Being a Compendium of Fallibility, a Bestiary of Artistic Fears and Foibles, and an unhelpful Travel Guide to the City of Lost Intentions, with particular notice paid to its denizens - the transmogrified souls of self-damned artists - for the benefit of the prospective resident as they negotiate the underworld metropolis in the dubious company of Montcorbier, a disaffected psychopomp.

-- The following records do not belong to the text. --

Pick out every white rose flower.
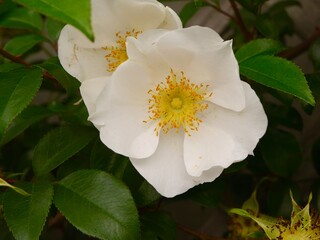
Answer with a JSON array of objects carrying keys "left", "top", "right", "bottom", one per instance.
[
  {"left": 89, "top": 26, "right": 267, "bottom": 197},
  {"left": 58, "top": 0, "right": 182, "bottom": 113}
]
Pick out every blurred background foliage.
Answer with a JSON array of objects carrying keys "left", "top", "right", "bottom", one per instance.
[{"left": 0, "top": 0, "right": 320, "bottom": 240}]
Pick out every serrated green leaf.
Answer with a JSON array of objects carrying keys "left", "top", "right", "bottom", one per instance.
[
  {"left": 90, "top": 140, "right": 143, "bottom": 194},
  {"left": 16, "top": 0, "right": 94, "bottom": 41},
  {"left": 3, "top": 182, "right": 53, "bottom": 240},
  {"left": 0, "top": 178, "right": 30, "bottom": 196},
  {"left": 0, "top": 68, "right": 42, "bottom": 139},
  {"left": 240, "top": 56, "right": 315, "bottom": 105},
  {"left": 0, "top": 0, "right": 15, "bottom": 15},
  {"left": 235, "top": 38, "right": 284, "bottom": 63},
  {"left": 0, "top": 8, "right": 43, "bottom": 31},
  {"left": 0, "top": 62, "right": 24, "bottom": 72},
  {"left": 141, "top": 212, "right": 177, "bottom": 240},
  {"left": 133, "top": 181, "right": 161, "bottom": 207},
  {"left": 0, "top": 106, "right": 52, "bottom": 146},
  {"left": 4, "top": 34, "right": 45, "bottom": 56},
  {"left": 0, "top": 218, "right": 15, "bottom": 240},
  {"left": 260, "top": 130, "right": 302, "bottom": 177},
  {"left": 40, "top": 57, "right": 80, "bottom": 94},
  {"left": 46, "top": 18, "right": 64, "bottom": 41},
  {"left": 54, "top": 170, "right": 139, "bottom": 240},
  {"left": 32, "top": 126, "right": 97, "bottom": 176},
  {"left": 179, "top": 1, "right": 206, "bottom": 26}
]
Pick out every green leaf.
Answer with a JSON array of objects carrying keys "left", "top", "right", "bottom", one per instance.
[
  {"left": 260, "top": 130, "right": 302, "bottom": 177},
  {"left": 3, "top": 182, "right": 53, "bottom": 240},
  {"left": 235, "top": 38, "right": 284, "bottom": 64},
  {"left": 32, "top": 126, "right": 96, "bottom": 176},
  {"left": 141, "top": 212, "right": 177, "bottom": 240},
  {"left": 0, "top": 218, "right": 15, "bottom": 240},
  {"left": 0, "top": 178, "right": 30, "bottom": 196},
  {"left": 16, "top": 0, "right": 94, "bottom": 41},
  {"left": 46, "top": 18, "right": 64, "bottom": 42},
  {"left": 4, "top": 34, "right": 45, "bottom": 56},
  {"left": 54, "top": 170, "right": 139, "bottom": 240},
  {"left": 312, "top": 138, "right": 320, "bottom": 174},
  {"left": 0, "top": 62, "right": 24, "bottom": 73},
  {"left": 0, "top": 106, "right": 52, "bottom": 146},
  {"left": 240, "top": 56, "right": 315, "bottom": 105},
  {"left": 133, "top": 181, "right": 161, "bottom": 207},
  {"left": 0, "top": 0, "right": 15, "bottom": 15},
  {"left": 40, "top": 57, "right": 80, "bottom": 95},
  {"left": 0, "top": 68, "right": 42, "bottom": 139},
  {"left": 90, "top": 140, "right": 143, "bottom": 191},
  {"left": 179, "top": 1, "right": 206, "bottom": 26},
  {"left": 0, "top": 8, "right": 43, "bottom": 31}
]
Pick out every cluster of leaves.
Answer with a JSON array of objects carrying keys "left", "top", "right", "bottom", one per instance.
[{"left": 0, "top": 0, "right": 320, "bottom": 240}]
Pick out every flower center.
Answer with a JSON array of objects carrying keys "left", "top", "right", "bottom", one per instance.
[
  {"left": 102, "top": 29, "right": 142, "bottom": 72},
  {"left": 171, "top": 97, "right": 183, "bottom": 109},
  {"left": 144, "top": 69, "right": 212, "bottom": 136}
]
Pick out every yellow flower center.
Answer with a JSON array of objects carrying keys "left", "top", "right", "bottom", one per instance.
[
  {"left": 102, "top": 29, "right": 142, "bottom": 72},
  {"left": 144, "top": 69, "right": 212, "bottom": 136}
]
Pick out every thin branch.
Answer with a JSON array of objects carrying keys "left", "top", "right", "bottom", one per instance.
[
  {"left": 278, "top": 27, "right": 320, "bottom": 59},
  {"left": 229, "top": 0, "right": 252, "bottom": 40},
  {"left": 0, "top": 48, "right": 31, "bottom": 67},
  {"left": 178, "top": 225, "right": 227, "bottom": 240}
]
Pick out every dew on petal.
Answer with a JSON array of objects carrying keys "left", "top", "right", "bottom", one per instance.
[
  {"left": 102, "top": 29, "right": 142, "bottom": 72},
  {"left": 144, "top": 69, "right": 212, "bottom": 136}
]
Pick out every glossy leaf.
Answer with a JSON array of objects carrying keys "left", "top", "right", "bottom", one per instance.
[
  {"left": 179, "top": 1, "right": 206, "bottom": 26},
  {"left": 141, "top": 211, "right": 177, "bottom": 240},
  {"left": 235, "top": 39, "right": 284, "bottom": 63},
  {"left": 0, "top": 8, "right": 43, "bottom": 30},
  {"left": 240, "top": 56, "right": 315, "bottom": 105},
  {"left": 40, "top": 57, "right": 80, "bottom": 94},
  {"left": 4, "top": 34, "right": 45, "bottom": 56},
  {"left": 46, "top": 18, "right": 64, "bottom": 41},
  {"left": 0, "top": 178, "right": 30, "bottom": 196},
  {"left": 0, "top": 62, "right": 24, "bottom": 73},
  {"left": 3, "top": 182, "right": 53, "bottom": 240},
  {"left": 16, "top": 0, "right": 94, "bottom": 40},
  {"left": 54, "top": 170, "right": 139, "bottom": 240},
  {"left": 32, "top": 126, "right": 96, "bottom": 176},
  {"left": 0, "top": 106, "right": 52, "bottom": 146},
  {"left": 0, "top": 68, "right": 42, "bottom": 139},
  {"left": 0, "top": 0, "right": 15, "bottom": 15}
]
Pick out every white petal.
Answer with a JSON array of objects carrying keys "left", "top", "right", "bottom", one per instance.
[
  {"left": 80, "top": 77, "right": 111, "bottom": 116},
  {"left": 184, "top": 124, "right": 235, "bottom": 177},
  {"left": 58, "top": 29, "right": 110, "bottom": 82},
  {"left": 114, "top": 0, "right": 181, "bottom": 31},
  {"left": 128, "top": 27, "right": 245, "bottom": 111},
  {"left": 184, "top": 82, "right": 267, "bottom": 176},
  {"left": 158, "top": 7, "right": 182, "bottom": 29},
  {"left": 157, "top": 27, "right": 245, "bottom": 111},
  {"left": 90, "top": 62, "right": 159, "bottom": 158},
  {"left": 130, "top": 131, "right": 208, "bottom": 197},
  {"left": 61, "top": 0, "right": 124, "bottom": 48}
]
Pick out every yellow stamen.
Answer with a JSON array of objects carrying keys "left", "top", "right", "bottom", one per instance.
[
  {"left": 102, "top": 29, "right": 142, "bottom": 72},
  {"left": 144, "top": 69, "right": 212, "bottom": 136}
]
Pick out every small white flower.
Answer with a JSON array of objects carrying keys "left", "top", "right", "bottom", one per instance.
[
  {"left": 90, "top": 27, "right": 267, "bottom": 197},
  {"left": 58, "top": 0, "right": 182, "bottom": 113}
]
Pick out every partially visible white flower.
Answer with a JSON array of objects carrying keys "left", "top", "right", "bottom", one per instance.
[
  {"left": 89, "top": 27, "right": 267, "bottom": 197},
  {"left": 58, "top": 0, "right": 182, "bottom": 113}
]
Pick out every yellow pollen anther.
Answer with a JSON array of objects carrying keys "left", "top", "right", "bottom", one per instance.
[
  {"left": 102, "top": 29, "right": 142, "bottom": 72},
  {"left": 144, "top": 69, "right": 212, "bottom": 136},
  {"left": 171, "top": 98, "right": 183, "bottom": 109}
]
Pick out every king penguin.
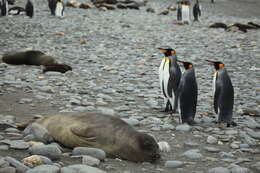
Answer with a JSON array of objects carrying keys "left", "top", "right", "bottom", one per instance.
[
  {"left": 25, "top": 0, "right": 34, "bottom": 18},
  {"left": 49, "top": 0, "right": 64, "bottom": 17},
  {"left": 159, "top": 48, "right": 181, "bottom": 113},
  {"left": 178, "top": 61, "right": 198, "bottom": 125},
  {"left": 0, "top": 0, "right": 8, "bottom": 16},
  {"left": 193, "top": 0, "right": 201, "bottom": 21},
  {"left": 207, "top": 60, "right": 236, "bottom": 127}
]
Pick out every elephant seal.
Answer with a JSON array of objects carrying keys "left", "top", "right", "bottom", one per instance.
[
  {"left": 18, "top": 112, "right": 160, "bottom": 162},
  {"left": 2, "top": 50, "right": 57, "bottom": 65}
]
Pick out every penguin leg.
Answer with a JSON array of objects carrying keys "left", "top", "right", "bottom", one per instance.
[
  {"left": 161, "top": 98, "right": 172, "bottom": 112},
  {"left": 172, "top": 92, "right": 178, "bottom": 113}
]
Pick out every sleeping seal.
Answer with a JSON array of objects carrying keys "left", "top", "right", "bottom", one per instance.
[
  {"left": 2, "top": 50, "right": 57, "bottom": 65},
  {"left": 18, "top": 112, "right": 160, "bottom": 162}
]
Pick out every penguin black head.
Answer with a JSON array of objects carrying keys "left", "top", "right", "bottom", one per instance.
[
  {"left": 158, "top": 48, "right": 175, "bottom": 57},
  {"left": 206, "top": 60, "right": 225, "bottom": 70},
  {"left": 178, "top": 60, "right": 193, "bottom": 70}
]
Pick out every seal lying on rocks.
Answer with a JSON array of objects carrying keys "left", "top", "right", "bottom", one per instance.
[{"left": 17, "top": 112, "right": 160, "bottom": 162}]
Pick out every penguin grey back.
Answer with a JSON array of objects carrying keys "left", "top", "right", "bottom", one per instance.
[
  {"left": 214, "top": 68, "right": 234, "bottom": 122},
  {"left": 0, "top": 0, "right": 8, "bottom": 16},
  {"left": 25, "top": 0, "right": 34, "bottom": 18},
  {"left": 178, "top": 62, "right": 198, "bottom": 124}
]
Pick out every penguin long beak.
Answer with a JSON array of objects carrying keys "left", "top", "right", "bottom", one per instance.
[{"left": 158, "top": 48, "right": 166, "bottom": 54}]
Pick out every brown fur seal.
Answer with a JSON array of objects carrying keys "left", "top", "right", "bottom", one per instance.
[
  {"left": 17, "top": 112, "right": 160, "bottom": 162},
  {"left": 2, "top": 50, "right": 57, "bottom": 65}
]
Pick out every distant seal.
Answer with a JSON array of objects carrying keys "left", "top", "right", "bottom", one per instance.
[
  {"left": 42, "top": 64, "right": 72, "bottom": 73},
  {"left": 18, "top": 112, "right": 160, "bottom": 162},
  {"left": 2, "top": 50, "right": 57, "bottom": 65}
]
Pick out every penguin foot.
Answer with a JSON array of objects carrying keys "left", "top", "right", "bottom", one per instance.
[
  {"left": 182, "top": 120, "right": 196, "bottom": 126},
  {"left": 227, "top": 121, "right": 237, "bottom": 127}
]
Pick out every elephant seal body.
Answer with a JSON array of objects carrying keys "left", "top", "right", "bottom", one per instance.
[
  {"left": 2, "top": 50, "right": 57, "bottom": 65},
  {"left": 36, "top": 112, "right": 160, "bottom": 162}
]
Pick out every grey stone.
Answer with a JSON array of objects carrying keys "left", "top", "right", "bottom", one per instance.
[
  {"left": 82, "top": 156, "right": 100, "bottom": 166},
  {"left": 176, "top": 124, "right": 191, "bottom": 132},
  {"left": 182, "top": 149, "right": 203, "bottom": 160},
  {"left": 0, "top": 166, "right": 16, "bottom": 173},
  {"left": 204, "top": 147, "right": 221, "bottom": 153},
  {"left": 60, "top": 164, "right": 106, "bottom": 173},
  {"left": 0, "top": 145, "right": 9, "bottom": 151},
  {"left": 4, "top": 156, "right": 30, "bottom": 172},
  {"left": 251, "top": 161, "right": 260, "bottom": 171},
  {"left": 207, "top": 136, "right": 218, "bottom": 144},
  {"left": 164, "top": 160, "right": 184, "bottom": 168},
  {"left": 26, "top": 165, "right": 60, "bottom": 173},
  {"left": 29, "top": 145, "right": 62, "bottom": 160},
  {"left": 208, "top": 167, "right": 231, "bottom": 173},
  {"left": 18, "top": 98, "right": 32, "bottom": 104},
  {"left": 247, "top": 131, "right": 260, "bottom": 140},
  {"left": 97, "top": 107, "right": 115, "bottom": 116},
  {"left": 72, "top": 147, "right": 106, "bottom": 160},
  {"left": 229, "top": 164, "right": 250, "bottom": 173},
  {"left": 0, "top": 158, "right": 10, "bottom": 168},
  {"left": 122, "top": 118, "right": 140, "bottom": 126}
]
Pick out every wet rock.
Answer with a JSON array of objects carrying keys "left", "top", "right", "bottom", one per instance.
[
  {"left": 252, "top": 161, "right": 260, "bottom": 171},
  {"left": 0, "top": 145, "right": 9, "bottom": 150},
  {"left": 164, "top": 160, "right": 184, "bottom": 168},
  {"left": 18, "top": 98, "right": 33, "bottom": 104},
  {"left": 97, "top": 107, "right": 115, "bottom": 116},
  {"left": 176, "top": 124, "right": 191, "bottom": 132},
  {"left": 4, "top": 156, "right": 30, "bottom": 172},
  {"left": 22, "top": 155, "right": 43, "bottom": 168},
  {"left": 247, "top": 131, "right": 260, "bottom": 140},
  {"left": 208, "top": 167, "right": 231, "bottom": 173},
  {"left": 29, "top": 145, "right": 62, "bottom": 160},
  {"left": 182, "top": 149, "right": 203, "bottom": 160},
  {"left": 122, "top": 118, "right": 140, "bottom": 126},
  {"left": 0, "top": 166, "right": 16, "bottom": 173},
  {"left": 0, "top": 158, "right": 10, "bottom": 168},
  {"left": 60, "top": 164, "right": 105, "bottom": 173},
  {"left": 204, "top": 147, "right": 221, "bottom": 153},
  {"left": 72, "top": 147, "right": 106, "bottom": 160},
  {"left": 229, "top": 164, "right": 250, "bottom": 173},
  {"left": 26, "top": 165, "right": 60, "bottom": 173},
  {"left": 82, "top": 156, "right": 100, "bottom": 166},
  {"left": 207, "top": 136, "right": 218, "bottom": 144}
]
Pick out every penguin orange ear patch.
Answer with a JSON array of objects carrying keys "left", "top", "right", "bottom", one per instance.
[{"left": 160, "top": 49, "right": 167, "bottom": 53}]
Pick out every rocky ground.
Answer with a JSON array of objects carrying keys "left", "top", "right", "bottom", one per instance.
[{"left": 0, "top": 0, "right": 260, "bottom": 173}]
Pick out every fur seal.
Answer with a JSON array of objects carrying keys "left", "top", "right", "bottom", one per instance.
[
  {"left": 17, "top": 112, "right": 160, "bottom": 162},
  {"left": 2, "top": 50, "right": 57, "bottom": 65}
]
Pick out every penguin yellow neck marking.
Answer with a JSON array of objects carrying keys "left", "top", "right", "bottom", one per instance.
[{"left": 218, "top": 64, "right": 225, "bottom": 68}]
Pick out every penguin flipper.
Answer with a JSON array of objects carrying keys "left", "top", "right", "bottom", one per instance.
[{"left": 214, "top": 83, "right": 220, "bottom": 114}]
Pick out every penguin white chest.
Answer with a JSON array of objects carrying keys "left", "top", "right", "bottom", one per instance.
[
  {"left": 159, "top": 57, "right": 170, "bottom": 98},
  {"left": 212, "top": 71, "right": 218, "bottom": 96},
  {"left": 55, "top": 2, "right": 63, "bottom": 17}
]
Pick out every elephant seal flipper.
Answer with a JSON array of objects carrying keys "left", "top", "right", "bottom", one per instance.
[{"left": 70, "top": 126, "right": 97, "bottom": 142}]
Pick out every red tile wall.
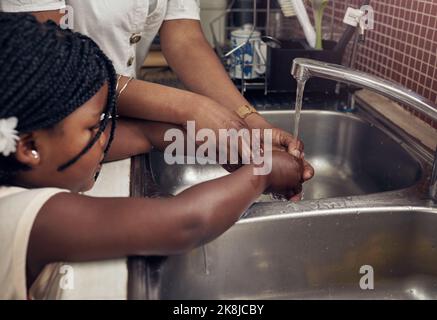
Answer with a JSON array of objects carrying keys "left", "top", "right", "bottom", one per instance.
[{"left": 324, "top": 0, "right": 437, "bottom": 128}]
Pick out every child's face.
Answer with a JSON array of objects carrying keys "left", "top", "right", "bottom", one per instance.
[{"left": 18, "top": 84, "right": 111, "bottom": 192}]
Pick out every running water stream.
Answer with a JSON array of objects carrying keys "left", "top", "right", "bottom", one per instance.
[{"left": 293, "top": 80, "right": 306, "bottom": 139}]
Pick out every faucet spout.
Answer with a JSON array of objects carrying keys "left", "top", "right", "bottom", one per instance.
[{"left": 291, "top": 58, "right": 437, "bottom": 202}]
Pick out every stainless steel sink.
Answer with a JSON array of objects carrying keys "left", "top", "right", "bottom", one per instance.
[
  {"left": 131, "top": 59, "right": 437, "bottom": 299},
  {"left": 150, "top": 111, "right": 422, "bottom": 201},
  {"left": 148, "top": 207, "right": 437, "bottom": 300},
  {"left": 143, "top": 111, "right": 437, "bottom": 299}
]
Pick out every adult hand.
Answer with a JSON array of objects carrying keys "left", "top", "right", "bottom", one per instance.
[{"left": 246, "top": 114, "right": 314, "bottom": 181}]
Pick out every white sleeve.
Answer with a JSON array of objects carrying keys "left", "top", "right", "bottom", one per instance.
[
  {"left": 0, "top": 0, "right": 65, "bottom": 12},
  {"left": 164, "top": 0, "right": 200, "bottom": 20}
]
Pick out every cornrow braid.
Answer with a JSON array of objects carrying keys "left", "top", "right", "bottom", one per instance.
[{"left": 0, "top": 13, "right": 117, "bottom": 185}]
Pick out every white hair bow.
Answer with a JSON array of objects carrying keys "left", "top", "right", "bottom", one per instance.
[{"left": 0, "top": 117, "right": 20, "bottom": 157}]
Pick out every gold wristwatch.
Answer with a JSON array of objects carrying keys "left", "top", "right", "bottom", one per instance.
[{"left": 235, "top": 104, "right": 258, "bottom": 119}]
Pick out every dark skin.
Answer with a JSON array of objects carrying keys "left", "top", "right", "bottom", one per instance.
[
  {"left": 15, "top": 85, "right": 303, "bottom": 284},
  {"left": 32, "top": 10, "right": 314, "bottom": 181}
]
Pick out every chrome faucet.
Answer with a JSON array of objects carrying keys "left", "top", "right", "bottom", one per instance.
[{"left": 291, "top": 58, "right": 437, "bottom": 202}]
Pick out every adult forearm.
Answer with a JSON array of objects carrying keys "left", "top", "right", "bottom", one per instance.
[
  {"left": 117, "top": 77, "right": 205, "bottom": 125},
  {"left": 160, "top": 20, "right": 247, "bottom": 110}
]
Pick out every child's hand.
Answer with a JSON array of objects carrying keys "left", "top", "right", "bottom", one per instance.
[{"left": 267, "top": 151, "right": 305, "bottom": 199}]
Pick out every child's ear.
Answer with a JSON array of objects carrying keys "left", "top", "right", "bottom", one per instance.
[{"left": 15, "top": 133, "right": 41, "bottom": 168}]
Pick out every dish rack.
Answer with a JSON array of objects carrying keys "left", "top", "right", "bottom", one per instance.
[{"left": 210, "top": 0, "right": 356, "bottom": 95}]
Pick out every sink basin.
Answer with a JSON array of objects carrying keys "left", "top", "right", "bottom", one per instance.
[
  {"left": 148, "top": 207, "right": 437, "bottom": 300},
  {"left": 149, "top": 111, "right": 422, "bottom": 201},
  {"left": 139, "top": 111, "right": 437, "bottom": 300}
]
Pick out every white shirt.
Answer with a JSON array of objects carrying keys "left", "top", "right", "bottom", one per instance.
[
  {"left": 0, "top": 0, "right": 200, "bottom": 77},
  {"left": 0, "top": 187, "right": 68, "bottom": 300}
]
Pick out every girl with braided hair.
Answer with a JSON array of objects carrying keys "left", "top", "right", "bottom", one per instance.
[{"left": 0, "top": 13, "right": 303, "bottom": 299}]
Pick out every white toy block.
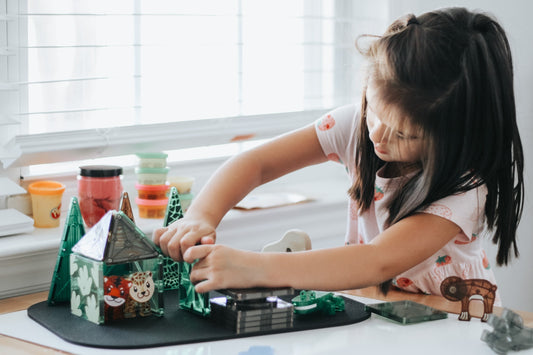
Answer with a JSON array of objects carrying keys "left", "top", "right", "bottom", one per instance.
[{"left": 261, "top": 229, "right": 311, "bottom": 252}]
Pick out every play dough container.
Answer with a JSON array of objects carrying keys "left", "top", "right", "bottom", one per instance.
[
  {"left": 135, "top": 197, "right": 168, "bottom": 218},
  {"left": 135, "top": 168, "right": 170, "bottom": 185},
  {"left": 135, "top": 184, "right": 170, "bottom": 200},
  {"left": 28, "top": 181, "right": 65, "bottom": 228},
  {"left": 78, "top": 165, "right": 122, "bottom": 228},
  {"left": 136, "top": 153, "right": 168, "bottom": 168}
]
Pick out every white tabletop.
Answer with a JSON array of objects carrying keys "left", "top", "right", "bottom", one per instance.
[{"left": 0, "top": 295, "right": 502, "bottom": 355}]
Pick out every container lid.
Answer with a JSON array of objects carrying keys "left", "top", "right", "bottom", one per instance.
[
  {"left": 135, "top": 197, "right": 168, "bottom": 207},
  {"left": 80, "top": 165, "right": 122, "bottom": 177},
  {"left": 135, "top": 153, "right": 168, "bottom": 159},
  {"left": 135, "top": 167, "right": 170, "bottom": 174},
  {"left": 135, "top": 183, "right": 170, "bottom": 191},
  {"left": 28, "top": 181, "right": 65, "bottom": 195}
]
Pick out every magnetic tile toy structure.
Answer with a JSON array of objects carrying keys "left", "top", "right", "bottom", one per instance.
[
  {"left": 70, "top": 211, "right": 164, "bottom": 324},
  {"left": 163, "top": 187, "right": 211, "bottom": 316},
  {"left": 481, "top": 308, "right": 533, "bottom": 354},
  {"left": 48, "top": 197, "right": 85, "bottom": 305},
  {"left": 210, "top": 288, "right": 294, "bottom": 334}
]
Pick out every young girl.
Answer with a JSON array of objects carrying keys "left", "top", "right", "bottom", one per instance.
[{"left": 154, "top": 8, "right": 524, "bottom": 304}]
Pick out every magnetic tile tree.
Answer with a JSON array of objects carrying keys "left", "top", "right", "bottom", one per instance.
[
  {"left": 70, "top": 211, "right": 164, "bottom": 324},
  {"left": 163, "top": 187, "right": 211, "bottom": 316},
  {"left": 48, "top": 197, "right": 85, "bottom": 305},
  {"left": 118, "top": 191, "right": 135, "bottom": 223}
]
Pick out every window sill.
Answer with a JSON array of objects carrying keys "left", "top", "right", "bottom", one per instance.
[{"left": 0, "top": 175, "right": 347, "bottom": 299}]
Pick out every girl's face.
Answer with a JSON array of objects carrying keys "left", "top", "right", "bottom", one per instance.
[{"left": 366, "top": 84, "right": 423, "bottom": 164}]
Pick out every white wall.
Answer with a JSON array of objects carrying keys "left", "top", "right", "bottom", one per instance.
[{"left": 389, "top": 0, "right": 533, "bottom": 311}]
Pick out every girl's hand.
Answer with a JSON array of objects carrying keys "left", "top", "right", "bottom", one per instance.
[
  {"left": 152, "top": 217, "right": 216, "bottom": 261},
  {"left": 183, "top": 245, "right": 263, "bottom": 293}
]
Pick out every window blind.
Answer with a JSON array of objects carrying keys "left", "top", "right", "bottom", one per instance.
[{"left": 0, "top": 0, "right": 388, "bottom": 169}]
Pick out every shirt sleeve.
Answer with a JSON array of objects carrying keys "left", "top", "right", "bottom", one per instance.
[
  {"left": 315, "top": 104, "right": 359, "bottom": 170},
  {"left": 421, "top": 185, "right": 487, "bottom": 240}
]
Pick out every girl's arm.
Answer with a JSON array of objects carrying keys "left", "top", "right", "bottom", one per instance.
[
  {"left": 184, "top": 213, "right": 460, "bottom": 292},
  {"left": 153, "top": 125, "right": 327, "bottom": 260}
]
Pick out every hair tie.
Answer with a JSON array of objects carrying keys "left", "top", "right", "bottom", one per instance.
[{"left": 407, "top": 16, "right": 420, "bottom": 26}]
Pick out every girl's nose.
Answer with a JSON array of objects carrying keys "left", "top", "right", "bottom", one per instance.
[{"left": 369, "top": 122, "right": 388, "bottom": 143}]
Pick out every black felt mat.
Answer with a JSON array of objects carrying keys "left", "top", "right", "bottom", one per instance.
[{"left": 28, "top": 292, "right": 370, "bottom": 349}]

A baroque phantasmagoria of an imaginary hell, passing through its theatres, gilded grottoes, and stagnant, underground seas, from the Temple of Fo-Elpmet-Eht to the Hoarse Latitudes, with each chapter devoted to a different crime against art, the book takes the form of a collection of vignettes of the infernal citizens, linked by the erratic actions of the dissipated guide, Montcorbier, and the increasingly despairing and cryptic interjections of an unknown narrator who derails the careful catalogue of the city's populace with complaints about the mysterious and despised Architect.
Drawn from hundreds of interviews and inebriated discussions with actors, painters, writers, directors, musicians, cabaret performers, glassblowers, fashion designers, photographers, philosophers, stand-up comics, and indeed anyone of a creative bent, over nine countries and ten years, concerning ways in which the artist might betray their art, The City of Lost Intentions is a tragicomical fairy tale of the tyranny of 'the Vision'.
An absurdist handbook for all waylaid artists and self-saboteurs.